I have been lurking on and off over the last few months with a midwife and consumer view as I have given birth myself to a girl, Ena, on the 19.11.03. Having loosely followed the thread of fetal hearts, Today show etc along with my own experience I have a couple of comments.

We had Ena at home and employed the services of the wonderful Roz Donnellan-Fernandez. She came and saw me about 5 times antenatally and would be here for a couple of hours so that even though I didn't see her lots of times (the frequency was my choice) I had plenty of time to convey to her how I felt, what outside factors may influence me etc and my husband Andrew had plenty of time to ask questions etc.
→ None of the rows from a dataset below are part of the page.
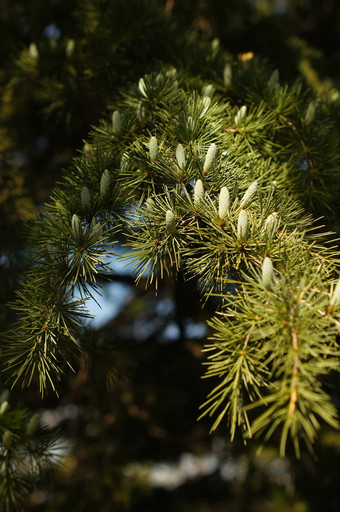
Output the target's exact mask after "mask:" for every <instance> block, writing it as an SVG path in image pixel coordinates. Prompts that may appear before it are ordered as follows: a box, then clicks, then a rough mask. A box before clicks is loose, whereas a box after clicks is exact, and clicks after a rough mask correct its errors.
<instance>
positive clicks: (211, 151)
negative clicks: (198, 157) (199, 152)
mask: <svg viewBox="0 0 340 512" xmlns="http://www.w3.org/2000/svg"><path fill="white" fill-rule="evenodd" d="M216 157H217V147H216V144H211V145H210V147H209V149H208V152H207V156H206V157H205V162H204V166H203V170H204V171H210V170H213V168H214V166H215V164H216Z"/></svg>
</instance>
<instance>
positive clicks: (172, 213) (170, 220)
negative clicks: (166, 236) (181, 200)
mask: <svg viewBox="0 0 340 512" xmlns="http://www.w3.org/2000/svg"><path fill="white" fill-rule="evenodd" d="M165 224H166V227H167V230H168V231H169V233H170V234H171V235H173V234H174V233H175V232H176V222H175V216H174V214H173V212H172V211H171V210H168V211H167V212H166V215H165Z"/></svg>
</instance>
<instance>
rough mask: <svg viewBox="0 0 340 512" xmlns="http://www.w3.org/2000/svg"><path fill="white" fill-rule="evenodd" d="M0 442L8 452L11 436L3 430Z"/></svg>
mask: <svg viewBox="0 0 340 512" xmlns="http://www.w3.org/2000/svg"><path fill="white" fill-rule="evenodd" d="M2 442H3V443H4V445H5V447H6V448H7V449H8V450H9V448H10V447H11V444H12V435H11V433H10V432H9V431H8V430H5V432H4V433H3V435H2Z"/></svg>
We also invited a midwifery student, Jessica, to share our experience and so the four of us welcomed Ena into the world on a stormy evening.

I used the lessons taught to me by the many women I have met over the years including telling no-one our due date (handy as we went a week over), restricting visitors till 2 weeks, (handy as we had some postnatal issues), preparing lots of food before hand and taking plenty of time off before hand (well I am an elderly (38) primagravida!!).
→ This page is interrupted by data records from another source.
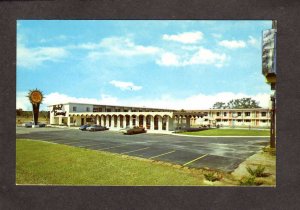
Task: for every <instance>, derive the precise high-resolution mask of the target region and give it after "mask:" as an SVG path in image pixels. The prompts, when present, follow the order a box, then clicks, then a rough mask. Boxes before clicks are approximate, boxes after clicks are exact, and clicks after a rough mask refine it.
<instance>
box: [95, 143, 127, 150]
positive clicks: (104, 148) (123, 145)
mask: <svg viewBox="0 0 300 210" xmlns="http://www.w3.org/2000/svg"><path fill="white" fill-rule="evenodd" d="M125 146H128V145H127V144H126V145H121V146H116V147H107V148H103V149H112V148H117V147H125ZM103 149H99V150H103Z"/></svg>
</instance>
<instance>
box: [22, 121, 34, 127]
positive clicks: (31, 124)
mask: <svg viewBox="0 0 300 210" xmlns="http://www.w3.org/2000/svg"><path fill="white" fill-rule="evenodd" d="M32 125H33V122H26V123H23V124H22V126H23V127H25V128H31V127H32Z"/></svg>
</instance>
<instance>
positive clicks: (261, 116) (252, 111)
mask: <svg viewBox="0 0 300 210" xmlns="http://www.w3.org/2000/svg"><path fill="white" fill-rule="evenodd" d="M198 111H200V110H198ZM201 112H203V113H204V117H202V118H201V117H200V118H192V119H191V120H192V122H191V124H192V125H209V124H210V125H213V126H216V125H220V126H225V127H226V126H230V127H249V126H251V127H266V128H268V127H270V123H271V121H270V119H271V115H270V110H269V109H263V108H252V109H209V110H201Z"/></svg>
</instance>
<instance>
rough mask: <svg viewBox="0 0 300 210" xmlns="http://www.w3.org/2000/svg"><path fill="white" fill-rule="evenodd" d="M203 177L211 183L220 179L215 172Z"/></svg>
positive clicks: (209, 173) (218, 174)
mask: <svg viewBox="0 0 300 210" xmlns="http://www.w3.org/2000/svg"><path fill="white" fill-rule="evenodd" d="M204 177H205V179H206V180H208V181H211V182H215V181H219V180H221V179H222V176H221V175H220V174H218V173H216V172H210V173H206V174H204Z"/></svg>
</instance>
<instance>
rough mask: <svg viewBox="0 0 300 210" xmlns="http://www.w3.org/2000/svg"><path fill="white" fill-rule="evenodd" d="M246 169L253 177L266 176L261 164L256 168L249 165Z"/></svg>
mask: <svg viewBox="0 0 300 210" xmlns="http://www.w3.org/2000/svg"><path fill="white" fill-rule="evenodd" d="M247 171H248V172H249V174H250V175H251V176H254V177H264V176H266V174H265V173H264V171H265V167H262V166H261V165H259V166H258V167H257V168H256V169H251V168H250V167H247Z"/></svg>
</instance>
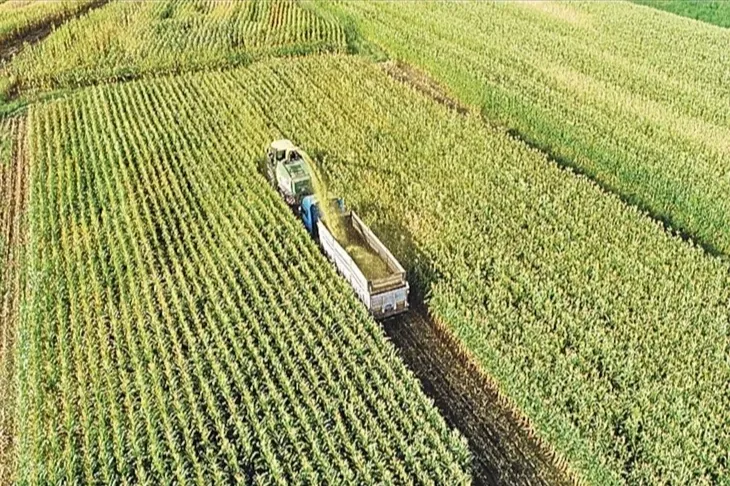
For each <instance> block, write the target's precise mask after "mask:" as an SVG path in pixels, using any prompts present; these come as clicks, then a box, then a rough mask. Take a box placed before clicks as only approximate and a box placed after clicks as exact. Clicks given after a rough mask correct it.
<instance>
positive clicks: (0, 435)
mask: <svg viewBox="0 0 730 486" xmlns="http://www.w3.org/2000/svg"><path fill="white" fill-rule="evenodd" d="M11 133H12V138H13V144H12V156H11V159H10V161H9V163H8V162H5V163H3V162H2V161H0V242H1V243H2V244H1V245H0V250H1V251H0V484H6V483H9V482H10V474H11V472H12V469H13V464H12V447H13V443H12V441H13V437H14V434H13V430H14V429H15V426H14V423H13V397H14V395H15V391H14V389H13V374H14V371H13V370H14V363H13V345H14V343H15V334H16V328H17V324H18V311H19V307H20V301H21V298H22V278H21V277H22V274H21V271H20V270H21V258H22V251H23V245H24V243H25V241H26V231H25V226H26V224H25V223H26V215H25V210H26V208H27V205H28V164H27V163H26V153H27V147H26V144H25V120H24V119H22V118H21V119H18V120H16V121H14V122H13V124H12V128H11Z"/></svg>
The birth was the hardest, bestest, most overpowering thing I have ever done and gave us a girl (first one in Andrew's family for 48 years) in our bathroom. We needed to transfer to hospital for Ena which was fortuitous as we discovered her platelets were 20,000 as I have an antibody on my platelets which were destroying hers and my platelets were 50,000 as I have a lupus anti-coagulant on mine (very unusual to have both or even one but it was a week where everything was unusual!!). So it was lucky I had a normal birth as an operative birth would have been dangerous for both of us and as it was a 6 hour ROP labour I am not sure if wouldn't have elected to have pain relief or what heaps of monitoring would have done. I am now at home with a baby who is wondering what all of the fuss was about (there were a few other issues which I won't go into but were all resolved! ). I used the maternity services as necessity required and my birth experience was great. I am so glad I didn't have to recover from a LUSCS as I was pumping etc as Ena spent some time in the nursery asleep from phenebarb due to some twitching.  I wanted there to be lots of milk for her when she woke up, which there was (not bad considering my Hb was 7.4 due to a retained placenta and PPH) all thanks to the LW staff at the WCH keeping all visitors out, keeping me in LW and having Andrew stay with me. (I was treated like the Queen of Sheba by everyone and I don't know how Ican ever thank all of my friends and colleuges for what they did for us).

Watching part of the Today show really angered me as that is not childbirth. Mess in the bathroom, exhilarated mother, exhausted and relieved support people and beautiful, 4.230kgs, caput and moulded head  daughter is childbirth!!!!!